A sinistra, abbiamo la candidatura di Stefano Fassina, ex viceministro all’Economia, con la nuova realtà politica da lui fondata, Sinistra Italiana, protagonista, suo malgrado, del caso delle liste, prima giudicate inammissibili e poi riammesse al Consiglio di Stato. Le speranze di incidere sul panorama politico, però, non sono tante, a detta dei sondaggi, ma quanto basta per spaccare il fronte del centrosinistra.
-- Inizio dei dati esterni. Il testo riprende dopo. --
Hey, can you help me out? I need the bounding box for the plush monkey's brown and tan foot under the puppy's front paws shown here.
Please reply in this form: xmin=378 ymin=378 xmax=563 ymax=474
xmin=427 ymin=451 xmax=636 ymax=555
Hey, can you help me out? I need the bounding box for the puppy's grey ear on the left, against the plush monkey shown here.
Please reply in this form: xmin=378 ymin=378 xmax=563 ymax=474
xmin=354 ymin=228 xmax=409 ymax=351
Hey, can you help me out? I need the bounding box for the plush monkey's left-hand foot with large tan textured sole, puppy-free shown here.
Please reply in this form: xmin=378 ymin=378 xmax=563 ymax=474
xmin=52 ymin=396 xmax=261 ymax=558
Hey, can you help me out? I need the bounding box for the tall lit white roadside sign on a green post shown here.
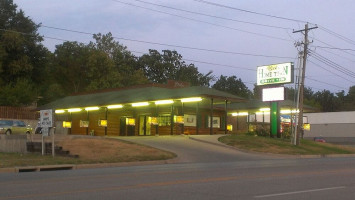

Il centrodestra non sembra attraversare, d’altro canto, tempi migliori. E soprattutto non ha mai dato un’immagine chiara di sé durante tutta la campagna elettorale. Prima le primarie lanciate da Salvini e dalla Lega, per chiedere agli italiani chi fosse il candidato ideale tra i vari Bertolaso, Marchini, Storace e Pivetti. Poi si sono avute le “gazebarie” di Forza Italia, tentativo utile a rafforzare la candidatura dell’ex capo della Protezione civile, nel momento in cui veniva ufficializzata l’entrata in campo di Giorgia Meloni, con il benestare di Salvini e della Lega. Tentativo andato a vuoto, dato che qualche settimana dopo, con un altro colpo di scena, Berlusconi, spaventato dai sondaggi negativi di Bertolaso, decideva di ripiegare su altro candidato, Alfio Marchini. Una spaccatura che limita le possibilità di successo per il centrodestra, almeno che in presenza al ballottaggio di uno dei due candidati non avvenga una ricongiunzione, al momento complicata.

Questo il quadro alla vigilia delle elezioni. Tra favoriti e possibili sorprese, sarà interessante capire il dato dell’assenteismo, che si prospetta alto anche questa volta. E come sempre, sarà sui restanti indecisi, che i singoli candidati dovranno puntare per vincere. Per convincerli soprattutto che per Roma possa aprirsi una nuova era politica per restare la città eterna.